River Boat vs. Creeker

What’s the difference?

A river boat is designed to go down a river, navigate the waters and get you to the other end as fast as possible.

A creeking boat is designed to play in river, in the rapids on the way down.

No. A creek boat is made to run
steep creeks, not “play.” And quite a few river runner kayaks have sharper maneuvering and handling than creekers. The open-river handling properties of creekers have to be compromised somewhat in favor of the ability to bew controlled on steep water slopes, to boof, and to punch or escape from holes.

Most “river runner” kayaks today are strongly influenced by playboat design, though there are a few (Hercules, Mamba, Hero, etc.) that are strongly influenced by creek design principles.


– Last Updated: Jun-07-07 3:59 PM EST –

g2d basically has it right.

There are basically three types of WW boats

1) River runners.
2) Play boats.
3) Creek boars.

What a "river runner" is has changed over the years. But, at the moment, it's concidered a "fast" boat that you can do some playing in.

A creek boat is designed (basically) to float like a cork and not get stuck in things. It has lots of volume. It isn't designed to interact with the water (the way a play boat is).

Creekers are rather popular as river runners because they are easier to keep upright. Playboats (especially) and river runners require more skill to use. If you want to develop skill, you'll quickly abandon the creek boat (except for creeking).
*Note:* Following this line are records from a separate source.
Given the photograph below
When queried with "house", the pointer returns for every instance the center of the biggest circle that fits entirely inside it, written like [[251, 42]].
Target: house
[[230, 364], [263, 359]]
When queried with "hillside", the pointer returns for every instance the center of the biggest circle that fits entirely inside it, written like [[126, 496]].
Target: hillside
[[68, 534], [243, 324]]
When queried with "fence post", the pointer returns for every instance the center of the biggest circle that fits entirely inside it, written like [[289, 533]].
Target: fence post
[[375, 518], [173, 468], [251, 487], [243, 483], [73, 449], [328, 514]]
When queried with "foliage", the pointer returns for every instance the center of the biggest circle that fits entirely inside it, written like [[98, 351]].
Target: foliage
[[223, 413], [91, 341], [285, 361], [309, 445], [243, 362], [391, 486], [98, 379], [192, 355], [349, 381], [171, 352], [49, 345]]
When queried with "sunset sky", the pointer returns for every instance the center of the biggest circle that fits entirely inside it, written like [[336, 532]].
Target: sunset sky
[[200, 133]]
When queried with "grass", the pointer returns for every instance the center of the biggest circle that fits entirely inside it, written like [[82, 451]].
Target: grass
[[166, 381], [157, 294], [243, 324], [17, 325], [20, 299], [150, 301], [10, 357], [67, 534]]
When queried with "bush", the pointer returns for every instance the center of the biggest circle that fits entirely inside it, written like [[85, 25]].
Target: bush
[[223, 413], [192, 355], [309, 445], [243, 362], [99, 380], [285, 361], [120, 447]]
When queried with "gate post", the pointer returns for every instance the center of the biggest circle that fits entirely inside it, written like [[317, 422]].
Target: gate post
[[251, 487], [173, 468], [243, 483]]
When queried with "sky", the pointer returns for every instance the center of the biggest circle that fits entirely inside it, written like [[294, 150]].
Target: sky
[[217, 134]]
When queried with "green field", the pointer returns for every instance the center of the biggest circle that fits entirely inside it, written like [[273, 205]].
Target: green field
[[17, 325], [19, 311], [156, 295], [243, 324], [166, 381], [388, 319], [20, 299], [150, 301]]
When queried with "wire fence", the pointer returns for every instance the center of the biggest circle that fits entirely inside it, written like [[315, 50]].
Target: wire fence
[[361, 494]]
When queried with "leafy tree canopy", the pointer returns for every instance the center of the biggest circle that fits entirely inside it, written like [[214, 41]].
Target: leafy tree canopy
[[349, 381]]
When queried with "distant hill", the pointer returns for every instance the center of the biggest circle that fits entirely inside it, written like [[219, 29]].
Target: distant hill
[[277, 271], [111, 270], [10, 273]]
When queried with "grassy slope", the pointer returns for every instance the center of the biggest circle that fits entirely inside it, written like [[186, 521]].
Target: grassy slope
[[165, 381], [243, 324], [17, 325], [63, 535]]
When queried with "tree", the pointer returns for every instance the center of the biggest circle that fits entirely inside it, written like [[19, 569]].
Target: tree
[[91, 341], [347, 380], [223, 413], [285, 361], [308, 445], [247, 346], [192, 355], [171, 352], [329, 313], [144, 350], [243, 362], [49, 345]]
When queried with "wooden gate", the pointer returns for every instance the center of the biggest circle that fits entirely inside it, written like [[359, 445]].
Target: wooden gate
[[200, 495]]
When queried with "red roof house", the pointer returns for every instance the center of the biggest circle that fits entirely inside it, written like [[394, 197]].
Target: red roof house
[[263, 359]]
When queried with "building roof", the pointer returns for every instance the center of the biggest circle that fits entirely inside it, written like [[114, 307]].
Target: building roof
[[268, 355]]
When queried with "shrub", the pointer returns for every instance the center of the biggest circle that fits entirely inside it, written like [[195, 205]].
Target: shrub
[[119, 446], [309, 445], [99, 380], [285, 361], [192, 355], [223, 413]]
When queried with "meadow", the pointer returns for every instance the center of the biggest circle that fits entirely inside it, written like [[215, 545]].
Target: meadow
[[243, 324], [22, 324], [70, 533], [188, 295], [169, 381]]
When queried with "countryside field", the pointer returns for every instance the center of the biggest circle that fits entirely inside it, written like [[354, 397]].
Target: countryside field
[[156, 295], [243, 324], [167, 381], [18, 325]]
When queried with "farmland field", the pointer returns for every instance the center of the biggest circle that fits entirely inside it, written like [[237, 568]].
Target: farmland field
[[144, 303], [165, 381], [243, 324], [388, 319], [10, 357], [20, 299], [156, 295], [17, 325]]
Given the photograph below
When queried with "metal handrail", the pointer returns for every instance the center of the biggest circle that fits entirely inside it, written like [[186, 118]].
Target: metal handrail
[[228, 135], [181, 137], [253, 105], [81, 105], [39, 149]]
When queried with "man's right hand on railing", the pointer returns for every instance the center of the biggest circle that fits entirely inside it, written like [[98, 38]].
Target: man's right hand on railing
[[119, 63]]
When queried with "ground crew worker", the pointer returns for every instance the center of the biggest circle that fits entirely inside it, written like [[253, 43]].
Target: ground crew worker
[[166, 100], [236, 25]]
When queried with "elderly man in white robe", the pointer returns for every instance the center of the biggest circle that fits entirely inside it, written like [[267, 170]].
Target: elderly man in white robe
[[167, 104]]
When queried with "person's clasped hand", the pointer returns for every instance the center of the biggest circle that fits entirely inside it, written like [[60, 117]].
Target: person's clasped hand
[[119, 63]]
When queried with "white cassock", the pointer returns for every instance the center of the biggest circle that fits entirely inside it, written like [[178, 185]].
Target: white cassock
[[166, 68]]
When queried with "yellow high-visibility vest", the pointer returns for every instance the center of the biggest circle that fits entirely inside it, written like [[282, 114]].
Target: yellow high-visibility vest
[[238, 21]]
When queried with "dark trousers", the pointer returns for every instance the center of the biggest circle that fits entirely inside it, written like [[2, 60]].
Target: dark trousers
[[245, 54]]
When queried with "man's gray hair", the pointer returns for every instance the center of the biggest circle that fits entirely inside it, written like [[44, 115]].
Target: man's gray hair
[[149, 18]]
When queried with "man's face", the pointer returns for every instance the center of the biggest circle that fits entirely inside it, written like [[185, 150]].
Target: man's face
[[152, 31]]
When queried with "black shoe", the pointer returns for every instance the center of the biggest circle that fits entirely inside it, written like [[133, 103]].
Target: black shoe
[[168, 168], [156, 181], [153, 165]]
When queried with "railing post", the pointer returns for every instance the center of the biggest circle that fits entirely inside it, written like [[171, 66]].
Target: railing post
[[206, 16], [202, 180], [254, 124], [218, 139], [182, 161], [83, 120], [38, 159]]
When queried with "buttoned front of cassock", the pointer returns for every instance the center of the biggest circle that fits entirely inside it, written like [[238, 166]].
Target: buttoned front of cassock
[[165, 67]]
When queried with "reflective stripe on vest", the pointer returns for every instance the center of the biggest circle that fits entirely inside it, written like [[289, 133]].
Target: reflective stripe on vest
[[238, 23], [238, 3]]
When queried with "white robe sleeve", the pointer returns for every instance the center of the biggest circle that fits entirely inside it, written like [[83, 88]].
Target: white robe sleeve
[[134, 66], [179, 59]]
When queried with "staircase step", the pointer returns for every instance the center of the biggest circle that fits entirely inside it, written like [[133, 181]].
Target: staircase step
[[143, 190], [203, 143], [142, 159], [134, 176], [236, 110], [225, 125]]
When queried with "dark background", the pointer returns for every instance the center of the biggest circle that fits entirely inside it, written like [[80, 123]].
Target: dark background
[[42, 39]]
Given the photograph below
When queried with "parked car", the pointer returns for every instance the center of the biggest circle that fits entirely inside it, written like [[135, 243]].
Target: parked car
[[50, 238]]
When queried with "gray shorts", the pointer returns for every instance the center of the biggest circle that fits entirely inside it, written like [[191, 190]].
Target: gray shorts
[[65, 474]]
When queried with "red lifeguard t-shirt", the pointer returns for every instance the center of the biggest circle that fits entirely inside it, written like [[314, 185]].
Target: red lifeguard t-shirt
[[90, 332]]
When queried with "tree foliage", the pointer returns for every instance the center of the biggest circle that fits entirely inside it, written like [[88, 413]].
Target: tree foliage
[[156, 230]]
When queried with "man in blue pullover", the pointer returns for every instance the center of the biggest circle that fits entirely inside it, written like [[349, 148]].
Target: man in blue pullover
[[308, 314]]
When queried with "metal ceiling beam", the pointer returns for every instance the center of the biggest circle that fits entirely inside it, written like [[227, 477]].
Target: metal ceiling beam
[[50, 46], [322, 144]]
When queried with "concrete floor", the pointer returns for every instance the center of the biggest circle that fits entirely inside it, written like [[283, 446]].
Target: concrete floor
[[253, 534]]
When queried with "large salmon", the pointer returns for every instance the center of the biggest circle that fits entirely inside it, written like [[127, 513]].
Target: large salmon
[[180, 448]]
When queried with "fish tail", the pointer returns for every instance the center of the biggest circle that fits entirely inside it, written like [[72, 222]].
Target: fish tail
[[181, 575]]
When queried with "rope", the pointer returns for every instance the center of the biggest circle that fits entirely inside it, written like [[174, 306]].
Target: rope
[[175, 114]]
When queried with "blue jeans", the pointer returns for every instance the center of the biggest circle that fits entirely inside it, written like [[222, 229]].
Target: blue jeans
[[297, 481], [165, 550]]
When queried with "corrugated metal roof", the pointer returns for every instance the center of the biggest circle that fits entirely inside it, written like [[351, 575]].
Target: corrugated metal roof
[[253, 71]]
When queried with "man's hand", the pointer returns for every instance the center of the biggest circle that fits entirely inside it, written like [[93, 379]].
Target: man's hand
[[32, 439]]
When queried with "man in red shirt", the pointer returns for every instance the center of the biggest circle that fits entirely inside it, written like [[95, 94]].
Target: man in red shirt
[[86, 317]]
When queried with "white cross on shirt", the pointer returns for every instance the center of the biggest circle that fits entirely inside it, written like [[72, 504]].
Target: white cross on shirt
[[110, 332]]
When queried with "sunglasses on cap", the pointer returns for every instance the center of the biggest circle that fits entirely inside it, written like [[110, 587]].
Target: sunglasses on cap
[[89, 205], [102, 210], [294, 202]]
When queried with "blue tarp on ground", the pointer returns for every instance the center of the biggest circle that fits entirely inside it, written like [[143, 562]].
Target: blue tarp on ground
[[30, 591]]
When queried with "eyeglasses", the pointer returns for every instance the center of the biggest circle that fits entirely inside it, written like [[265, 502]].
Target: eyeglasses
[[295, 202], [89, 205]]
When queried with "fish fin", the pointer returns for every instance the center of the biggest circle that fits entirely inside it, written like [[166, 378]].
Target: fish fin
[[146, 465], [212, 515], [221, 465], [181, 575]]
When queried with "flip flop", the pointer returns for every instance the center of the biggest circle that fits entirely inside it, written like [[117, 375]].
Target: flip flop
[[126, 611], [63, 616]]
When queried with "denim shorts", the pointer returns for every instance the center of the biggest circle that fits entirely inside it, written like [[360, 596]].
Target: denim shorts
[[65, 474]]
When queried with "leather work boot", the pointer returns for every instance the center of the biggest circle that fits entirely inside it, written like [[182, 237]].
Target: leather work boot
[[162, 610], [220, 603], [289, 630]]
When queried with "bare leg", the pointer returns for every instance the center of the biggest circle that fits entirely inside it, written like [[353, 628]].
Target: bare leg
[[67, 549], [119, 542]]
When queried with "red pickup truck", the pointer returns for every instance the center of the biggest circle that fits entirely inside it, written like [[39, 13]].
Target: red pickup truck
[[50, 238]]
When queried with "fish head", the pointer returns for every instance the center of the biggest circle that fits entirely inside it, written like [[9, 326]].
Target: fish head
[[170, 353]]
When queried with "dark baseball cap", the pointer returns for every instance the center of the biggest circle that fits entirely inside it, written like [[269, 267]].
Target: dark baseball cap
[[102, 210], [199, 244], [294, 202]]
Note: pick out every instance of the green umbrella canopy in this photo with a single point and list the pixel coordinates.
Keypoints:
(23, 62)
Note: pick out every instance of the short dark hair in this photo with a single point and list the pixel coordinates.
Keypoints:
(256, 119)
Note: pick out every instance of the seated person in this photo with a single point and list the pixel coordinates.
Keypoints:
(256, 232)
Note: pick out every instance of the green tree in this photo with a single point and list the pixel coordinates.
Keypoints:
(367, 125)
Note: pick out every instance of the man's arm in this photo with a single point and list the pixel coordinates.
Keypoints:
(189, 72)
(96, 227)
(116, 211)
It looks like creekers tend to be harder to roll.

(Celia: please don't delete my post!)

actually there’s six types…
Where’s the love for squirt, slalom, and wildwater? :slight_smile:


– Last Updated: Jun-07-07 5:07 PM EST –

Bloody troublemaker!

There are squirt boats and slalom boats but these are very fringy. (I have seen both types "in action". "Mystery moves" are really strange to watch.) No one who is asking what a creek boat is is concerned with these!

What the heck are "wild water" boats?

(Note that I did qualify my comment with "basically". I am also trying to keep things simple.)

Wild water


Long skinny singles with “wings” aft of the cockpit, used for downriver racing in whitewater.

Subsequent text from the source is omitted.